With schools back and out of office emails a distant memory, a candidate driven market will make this last quarter of the year extremely competitive for businesses that are hiring. With plenty of open vacancies for individuals to browse through, recruiters and hiring managers often try to think of content to catch candidates’ attention by placing engaging phrases in their job adverts. But what if these commonly used “stock phrases” are the reason that your applicants are being spooked?
Don’t think you’re a culprit?

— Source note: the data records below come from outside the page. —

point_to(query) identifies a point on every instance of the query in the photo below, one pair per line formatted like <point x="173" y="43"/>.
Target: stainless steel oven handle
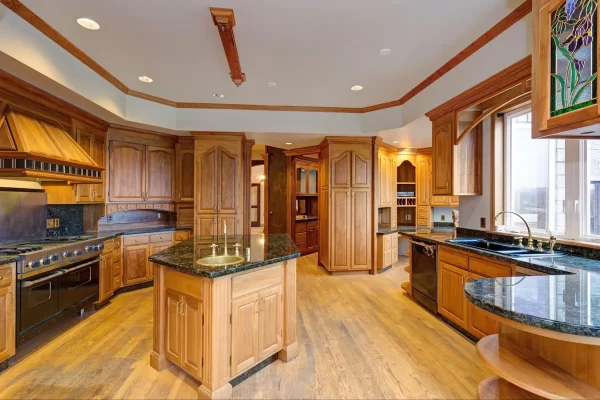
<point x="41" y="280"/>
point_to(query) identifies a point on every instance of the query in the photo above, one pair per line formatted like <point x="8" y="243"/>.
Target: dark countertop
<point x="264" y="250"/>
<point x="566" y="300"/>
<point x="136" y="231"/>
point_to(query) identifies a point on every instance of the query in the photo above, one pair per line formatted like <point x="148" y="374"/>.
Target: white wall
<point x="472" y="208"/>
<point x="257" y="171"/>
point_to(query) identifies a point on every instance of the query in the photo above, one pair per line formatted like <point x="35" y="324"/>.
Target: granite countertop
<point x="566" y="300"/>
<point x="135" y="231"/>
<point x="264" y="250"/>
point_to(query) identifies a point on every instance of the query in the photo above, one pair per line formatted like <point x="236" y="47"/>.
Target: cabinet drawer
<point x="182" y="235"/>
<point x="6" y="276"/>
<point x="300" y="237"/>
<point x="135" y="239"/>
<point x="453" y="258"/>
<point x="300" y="227"/>
<point x="117" y="268"/>
<point x="251" y="282"/>
<point x="486" y="267"/>
<point x="161" y="237"/>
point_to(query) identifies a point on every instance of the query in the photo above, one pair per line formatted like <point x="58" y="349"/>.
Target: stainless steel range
<point x="56" y="277"/>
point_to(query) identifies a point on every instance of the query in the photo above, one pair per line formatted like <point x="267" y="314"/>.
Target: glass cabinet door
<point x="313" y="180"/>
<point x="301" y="180"/>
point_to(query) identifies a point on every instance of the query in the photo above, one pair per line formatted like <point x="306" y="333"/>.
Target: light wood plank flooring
<point x="359" y="337"/>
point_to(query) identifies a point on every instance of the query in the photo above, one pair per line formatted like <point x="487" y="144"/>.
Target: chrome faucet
<point x="530" y="238"/>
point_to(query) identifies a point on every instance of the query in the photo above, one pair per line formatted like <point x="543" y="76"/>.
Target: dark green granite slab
<point x="264" y="250"/>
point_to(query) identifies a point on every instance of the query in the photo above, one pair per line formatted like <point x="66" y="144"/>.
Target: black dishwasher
<point x="424" y="274"/>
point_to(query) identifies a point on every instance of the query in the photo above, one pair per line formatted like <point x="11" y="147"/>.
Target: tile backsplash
<point x="71" y="220"/>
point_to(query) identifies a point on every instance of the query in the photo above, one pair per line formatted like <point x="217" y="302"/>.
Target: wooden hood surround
<point x="33" y="148"/>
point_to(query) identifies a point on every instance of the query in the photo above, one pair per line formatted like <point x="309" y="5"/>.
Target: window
<point x="554" y="184"/>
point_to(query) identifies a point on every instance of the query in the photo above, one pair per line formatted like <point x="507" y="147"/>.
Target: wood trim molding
<point x="508" y="78"/>
<point x="29" y="16"/>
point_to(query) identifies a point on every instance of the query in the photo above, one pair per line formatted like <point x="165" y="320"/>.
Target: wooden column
<point x="217" y="339"/>
<point x="290" y="338"/>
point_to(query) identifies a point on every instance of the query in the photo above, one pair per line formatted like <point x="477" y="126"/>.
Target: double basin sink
<point x="503" y="249"/>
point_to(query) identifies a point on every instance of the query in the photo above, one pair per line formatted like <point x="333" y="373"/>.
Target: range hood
<point x="31" y="148"/>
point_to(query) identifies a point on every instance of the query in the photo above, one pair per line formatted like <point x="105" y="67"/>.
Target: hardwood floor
<point x="359" y="337"/>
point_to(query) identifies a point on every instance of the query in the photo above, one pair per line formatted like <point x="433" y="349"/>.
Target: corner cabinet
<point x="140" y="172"/>
<point x="565" y="68"/>
<point x="346" y="225"/>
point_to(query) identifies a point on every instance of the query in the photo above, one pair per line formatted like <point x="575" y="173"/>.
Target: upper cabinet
<point x="565" y="68"/>
<point x="140" y="172"/>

Well, according to an article in the Wall Street Journal, some of the top phrases that turn off job seekers are listed below along with their suspected alternative meanings...I bet you've been guilty of a few of them...

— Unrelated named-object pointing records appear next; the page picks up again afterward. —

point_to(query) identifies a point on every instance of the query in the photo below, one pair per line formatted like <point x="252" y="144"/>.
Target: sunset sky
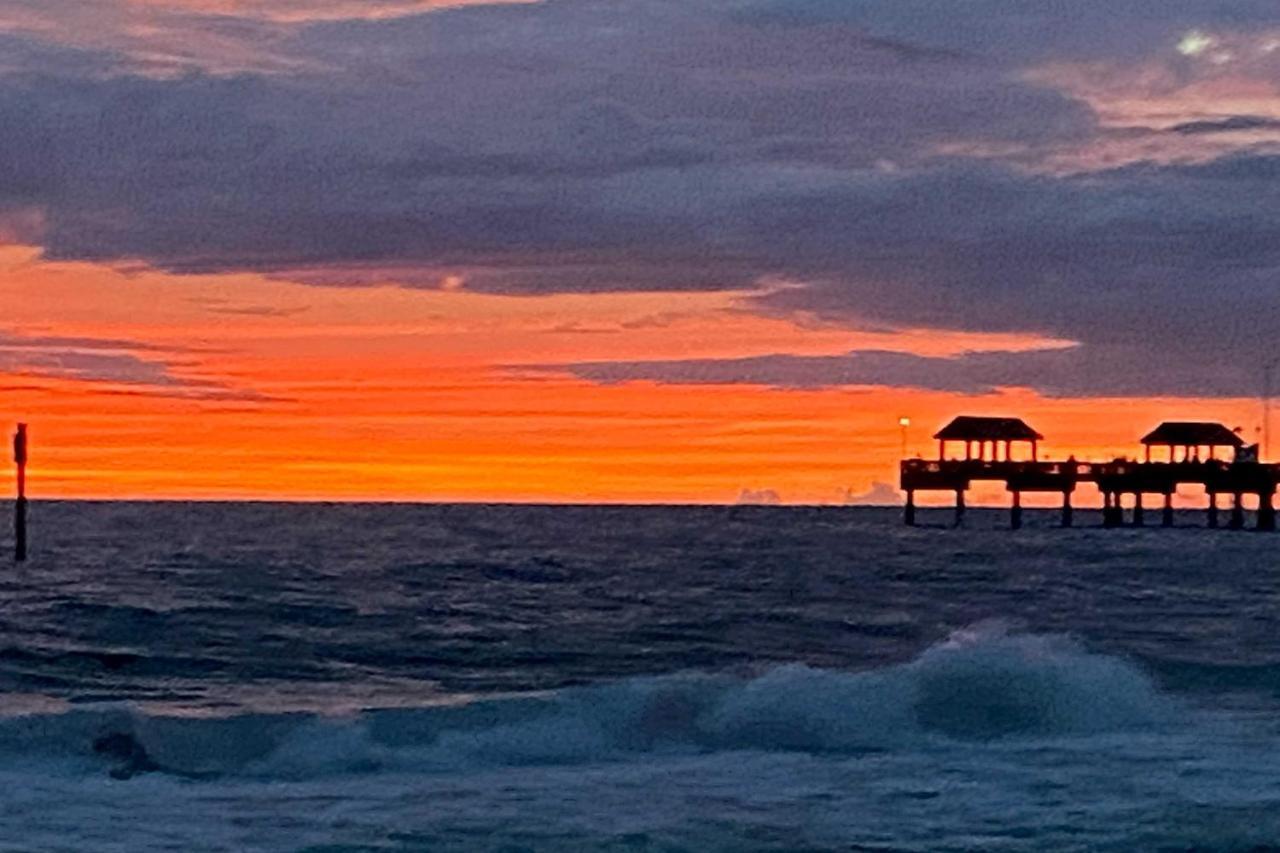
<point x="626" y="251"/>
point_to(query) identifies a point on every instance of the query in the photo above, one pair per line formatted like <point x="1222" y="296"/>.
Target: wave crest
<point x="981" y="684"/>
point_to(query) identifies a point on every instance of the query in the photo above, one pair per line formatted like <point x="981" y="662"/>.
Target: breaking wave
<point x="981" y="684"/>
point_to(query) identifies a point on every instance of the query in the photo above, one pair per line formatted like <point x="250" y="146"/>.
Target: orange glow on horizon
<point x="248" y="387"/>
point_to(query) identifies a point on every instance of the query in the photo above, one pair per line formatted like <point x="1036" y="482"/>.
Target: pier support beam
<point x="1266" y="511"/>
<point x="1237" y="512"/>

"must handle stress well" - lack of support and an unrealistic workload
"work hard and play hard" - working after hours is deemed normal but you do get a free drink once a month
"willing to wear many hats" - unclear responsibilities and direction
"responsibilities may include those outside the job description" - the dogsbody expect overtime with no additional pay
"we're one big family" - you may be spoken to out of turn and inappropriately
"looking for self-starters" - you are going to be thrown in the deep end
"opportunity in a fast-paced environment" - fast track to burn out with no work-life balance
And it isn't just the information that is present in an advert that seems to be spooking candidates, but also the information that isn't. "In fact, 65% of workers said that failing to specify a job's salary range was the biggest no-no for them, according to a recent Paychex survey of more than 800 job seekers."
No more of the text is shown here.